Ivan bedeutete den Männern ein wenig langsamer zu reiten und hantierte an der Lampe herum; löschte schlussendlich das Licht. Schwarze Nacht umgab sie doch das Mondlicht schien tatsächlich gerade noch so auszureichen, um den Pfad vor ihnen erkennbar zu machen. Die Pferde der Truppe verfielen in einen leichten Trab und Ivan entfaltete die Karte. Zu Alida gewandt nickte er. „Zumindest hat er, soweit man der Karte hier trauen kann recht gehabt – es gibt dort ein kleines Dörfchen am Rande des Nichts und die Straßen dort sind mit einem Wort: schäbig. Aber wer weiß, vielleicht fallen wir so tatsächlich weniger auf.“ Die Karte verschwand in seinem Wams, dann trieb er sein Pferd zur Eile. Gemeinsam ritt man durch die finstere Nacht und die Gegend schien sich nicht wirklich zu verändern. Gefrorene Äcker, morastige Wiesen – alles lag unter einer Eis- und Schneedecke begraben. Gelegentlich passierten sie ein heruntergefallenes Holzschild, das einen schlammigen Pfad als Zugangsweg zu einem winzigen Dorf anzeigte. Aber der Zustand der Schilder, als auch der genannten Pfade, war mehr als mangelhaft. Vermutlich wohnte in diesen kleinen Dörfchen überhaupt niemand mehr. So ritten sie einige Stunden dahin, es mochte vielleicht Mitternacht sein ohne dass etwas Ungewöhnliches passiert wäre. Nachts trieb sich hier draußen nur selten jemand herum. Wenn dann führte er vermutlich nichts Gutes im Schilde. Man bog gerade um eine Kurve durch ein kleines Wäldchen, dessen Bäume fast alle gefällt worden waren; kam dann aber an eine halbwegs dichte Stelle und sah mehrere Pferdewagen, die unterschiedliche Mängel aufwiesen. Bei einem war die Achse gebrochen, dem andere das Rad zersprungen. Die Planabdeckung hing teilweise nur noch in Streifen auf dem Gefährt. Viele Pferde mussten die Karren einst gezogen haben, jetzt war da nur noch eines und das lag tot am Boden. Ivan und die anderen Russen, blieben auf Abstand. „Wir kommen langsam in die Kriegsgebiete. Das hier ist nur der erste Vorgeschmack. Möchtet ihr es euch näher ansehen Herrin? Vielleicht gibt es noch Vorräte?“
Alida nickte. Vorräte interessierten sie natürlich weniger, aber vielelicht ließ sich rekonstruieren, was vorgefallen war, wer gegen wen gekämpft oder einfach nur marodiert hatte…
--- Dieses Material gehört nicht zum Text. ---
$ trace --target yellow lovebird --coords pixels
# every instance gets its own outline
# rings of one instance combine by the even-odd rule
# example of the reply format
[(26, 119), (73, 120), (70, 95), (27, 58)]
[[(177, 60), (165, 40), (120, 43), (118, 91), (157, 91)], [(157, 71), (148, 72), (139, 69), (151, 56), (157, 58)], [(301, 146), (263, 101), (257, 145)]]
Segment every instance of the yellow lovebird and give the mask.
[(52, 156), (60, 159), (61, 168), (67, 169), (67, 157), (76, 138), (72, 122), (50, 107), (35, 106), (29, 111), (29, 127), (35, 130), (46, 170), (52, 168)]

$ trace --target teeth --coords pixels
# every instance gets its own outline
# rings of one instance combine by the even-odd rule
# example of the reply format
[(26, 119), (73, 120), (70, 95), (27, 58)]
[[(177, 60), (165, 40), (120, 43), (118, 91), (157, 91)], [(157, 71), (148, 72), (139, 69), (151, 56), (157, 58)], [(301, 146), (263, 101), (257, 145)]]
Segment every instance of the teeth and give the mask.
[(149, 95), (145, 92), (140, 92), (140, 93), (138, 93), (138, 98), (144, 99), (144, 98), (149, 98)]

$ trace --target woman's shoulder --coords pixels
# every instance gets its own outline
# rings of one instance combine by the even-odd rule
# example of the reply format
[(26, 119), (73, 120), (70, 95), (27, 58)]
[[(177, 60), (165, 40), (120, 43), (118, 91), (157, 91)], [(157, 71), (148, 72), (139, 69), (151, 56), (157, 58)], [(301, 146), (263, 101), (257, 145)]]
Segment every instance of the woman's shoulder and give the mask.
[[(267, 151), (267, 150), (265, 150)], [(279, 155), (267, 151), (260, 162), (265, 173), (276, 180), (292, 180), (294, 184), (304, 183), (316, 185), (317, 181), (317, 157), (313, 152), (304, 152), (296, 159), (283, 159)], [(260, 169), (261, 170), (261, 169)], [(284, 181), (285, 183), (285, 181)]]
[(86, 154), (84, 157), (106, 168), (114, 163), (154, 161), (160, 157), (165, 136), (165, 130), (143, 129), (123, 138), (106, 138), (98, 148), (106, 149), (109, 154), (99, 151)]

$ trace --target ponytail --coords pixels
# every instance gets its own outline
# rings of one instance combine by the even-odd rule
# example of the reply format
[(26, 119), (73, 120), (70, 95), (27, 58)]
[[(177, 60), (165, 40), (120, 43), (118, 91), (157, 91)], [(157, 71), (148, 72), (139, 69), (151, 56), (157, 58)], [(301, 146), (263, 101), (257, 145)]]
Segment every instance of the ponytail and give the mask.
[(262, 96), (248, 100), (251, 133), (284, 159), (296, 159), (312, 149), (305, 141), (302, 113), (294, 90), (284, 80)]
Alida sah sich die nähere Umgebung rund um die Fahrzeuge genau an aber es war zu dunkeln um wirklich etwas erkennen zu können, da fehlte die Achse, da war da Rad kaputt. Gebrochen beides, natürlich aber wie und warum? Sie konnte es beim besten Willen nicht sagen und warum ein Pferd tot hier lag und die restlichen nicht, blieb auch ein Rätsel. Um die ganze Sache genauer zu betrachten, müsste sie wohl schon absteigen und mit einer Laterne den Ort des Geschehens inspizieren.
Sie sah die Männer an. „Habt ihr eine Idee, was hier passiert ist?“ Sie sprang vom Pferd und zog vorsichtshalber ihr Schwert.
Ivan und der Rest der Truppe, stieg ebenfalls von den Pferden und hielt die Waffen im Anschlag. Misstrauisch blickten sie sich um aber weder Strazny noch Popov konnte sich das ganze erklären. Einzig allein Ivan fiel etwas auf und er deutete auf die Überreste eines Wagenrads. "Also hier ist das Holz regelrecht geborsten aber es sieht nicht danach aus, als ob das Material nachgegeben hätte. Es ist regelrecht gesplittert. Demnach hat jemand nachgeholfen denke ich." Mehr wusste er wohl nicht recht zu sagen, deutete aber den beiden anderen die Umgebung im Auge zu behalten, während er den hintersten Wagen mit Schwert und Laterne bestieg und sich darin umsah. Alida folgte ihm misstrauisch und sah sich ebenfalls erneut um.
Der Wagen lag leicht schräg in einer schlammigen Mulde, der einzige Grund, warum das Gefährt nicht schon längst umgekippt war. Im Inneren fand man aber nur mehr geöffnete Kisten mit Schlössern, die eine oder andere Bekleidung, rissiges Schuhwerk und ein paar rostige Waffen. Offenbar war hier schon alles mitgenommen worden, was anderswo gute Verwendung finden dürfte.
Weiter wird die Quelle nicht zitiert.